O STF, ao julgar o Tema 648 da repercussão geral (RE 835.558), fixou a tese de que cabe à Justiça Federal julgar crimes ambientais de natureza transnacional que envolvam animais silvestres, ameaçados de extinção, espécies exóticas ou protegidas por tratados e convenções internacionais.
Ainda que a tese firmada pelo STF esteja restrita, em sua literalidade, à fauna e a crimes de caráter transnacional, a jurisprudência do STJ já reconhecia, antes mesmo desse precedente, a competência da Justiça Federal para julgar crimes ambientais quando demonstrado o interesse direto da União, nos termos do art. 109, IV, da Constituição Federal.
É importante recordar que, em 2000, o STJ cancelou a Súmula n. 91, que atribuía de forma genérica à Justiça Federal a competência para os crimes contra a fauna.

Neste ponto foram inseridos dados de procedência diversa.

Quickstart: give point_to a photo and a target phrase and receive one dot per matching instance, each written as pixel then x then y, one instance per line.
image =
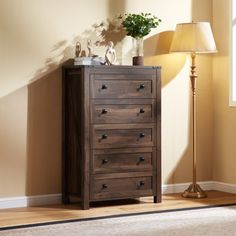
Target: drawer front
pixel 123 136
pixel 121 188
pixel 122 162
pixel 123 113
pixel 123 86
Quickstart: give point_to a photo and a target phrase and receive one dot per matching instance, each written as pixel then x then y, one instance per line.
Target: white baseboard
pixel 38 200
pixel 224 187
pixel 179 188
pixel 205 185
pixel 25 201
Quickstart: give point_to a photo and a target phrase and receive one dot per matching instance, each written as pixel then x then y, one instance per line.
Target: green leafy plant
pixel 139 25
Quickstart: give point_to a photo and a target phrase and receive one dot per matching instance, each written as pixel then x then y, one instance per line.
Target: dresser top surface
pixel 110 67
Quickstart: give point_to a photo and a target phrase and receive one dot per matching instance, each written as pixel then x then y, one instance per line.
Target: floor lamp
pixel 193 38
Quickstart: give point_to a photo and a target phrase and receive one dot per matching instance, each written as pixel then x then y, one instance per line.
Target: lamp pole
pixel 194 190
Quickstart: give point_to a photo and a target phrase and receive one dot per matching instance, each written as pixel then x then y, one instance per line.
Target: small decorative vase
pixel 138 51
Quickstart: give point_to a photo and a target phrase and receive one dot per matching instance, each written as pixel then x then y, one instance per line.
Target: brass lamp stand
pixel 194 190
pixel 194 37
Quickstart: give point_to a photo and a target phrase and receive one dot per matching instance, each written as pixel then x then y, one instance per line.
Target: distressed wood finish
pixel 111 133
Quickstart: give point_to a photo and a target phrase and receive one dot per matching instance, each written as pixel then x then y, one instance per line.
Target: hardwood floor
pixel 32 215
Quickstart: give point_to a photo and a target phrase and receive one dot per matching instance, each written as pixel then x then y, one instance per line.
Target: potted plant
pixel 137 26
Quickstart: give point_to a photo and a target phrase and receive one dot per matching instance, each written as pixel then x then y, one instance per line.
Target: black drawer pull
pixel 141 135
pixel 141 86
pixel 104 161
pixel 141 159
pixel 104 136
pixel 141 110
pixel 141 183
pixel 104 186
pixel 104 111
pixel 104 86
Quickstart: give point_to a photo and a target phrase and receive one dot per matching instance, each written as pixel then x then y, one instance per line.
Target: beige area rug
pixel 216 221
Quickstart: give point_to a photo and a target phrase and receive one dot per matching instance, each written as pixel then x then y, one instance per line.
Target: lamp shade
pixel 193 37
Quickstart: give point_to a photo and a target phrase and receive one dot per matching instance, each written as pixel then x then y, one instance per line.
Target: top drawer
pixel 123 86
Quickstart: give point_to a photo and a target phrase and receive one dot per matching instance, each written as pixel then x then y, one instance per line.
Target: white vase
pixel 138 51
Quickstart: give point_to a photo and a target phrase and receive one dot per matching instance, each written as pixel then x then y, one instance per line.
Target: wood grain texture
pixel 111 114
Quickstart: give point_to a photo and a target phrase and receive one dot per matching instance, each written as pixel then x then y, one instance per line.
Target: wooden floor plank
pixel 32 215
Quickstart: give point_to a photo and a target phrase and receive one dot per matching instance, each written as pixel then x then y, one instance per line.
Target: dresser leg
pixel 65 199
pixel 85 205
pixel 156 199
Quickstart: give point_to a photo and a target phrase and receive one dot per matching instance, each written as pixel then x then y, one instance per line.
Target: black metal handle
pixel 141 183
pixel 141 135
pixel 141 110
pixel 104 161
pixel 141 86
pixel 104 136
pixel 141 159
pixel 104 86
pixel 104 111
pixel 104 186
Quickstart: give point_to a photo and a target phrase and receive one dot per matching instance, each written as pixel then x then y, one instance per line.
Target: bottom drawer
pixel 121 188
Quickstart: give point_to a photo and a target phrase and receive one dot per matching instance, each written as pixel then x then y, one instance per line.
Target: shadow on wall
pixel 156 49
pixel 99 34
pixel 175 141
pixel 44 110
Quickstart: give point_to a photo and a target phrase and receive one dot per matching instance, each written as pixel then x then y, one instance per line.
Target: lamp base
pixel 194 191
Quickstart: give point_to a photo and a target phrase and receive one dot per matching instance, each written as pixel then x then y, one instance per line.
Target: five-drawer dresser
pixel 111 133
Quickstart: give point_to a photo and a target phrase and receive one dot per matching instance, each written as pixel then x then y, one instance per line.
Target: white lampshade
pixel 193 37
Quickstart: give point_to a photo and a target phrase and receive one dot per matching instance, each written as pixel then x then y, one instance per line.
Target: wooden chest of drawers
pixel 111 133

A partir de então, passou-se a exigir a demonstração de um interesse jurídico específico da União na persecução penal desses crimes, e não apenas um interesse reflexo.
Nesse novo cenário, a jurisprudência consolidou o entendimento de que a inclusão de um animal na Lista Nacional de Espécies da Fauna Brasileira Ameaçadas de Extinção, publicada pelo Ministério do Meio Ambiente, revela a existência de um interesse direto da União na proteção da espécie, suficiente para atrair a competência federal.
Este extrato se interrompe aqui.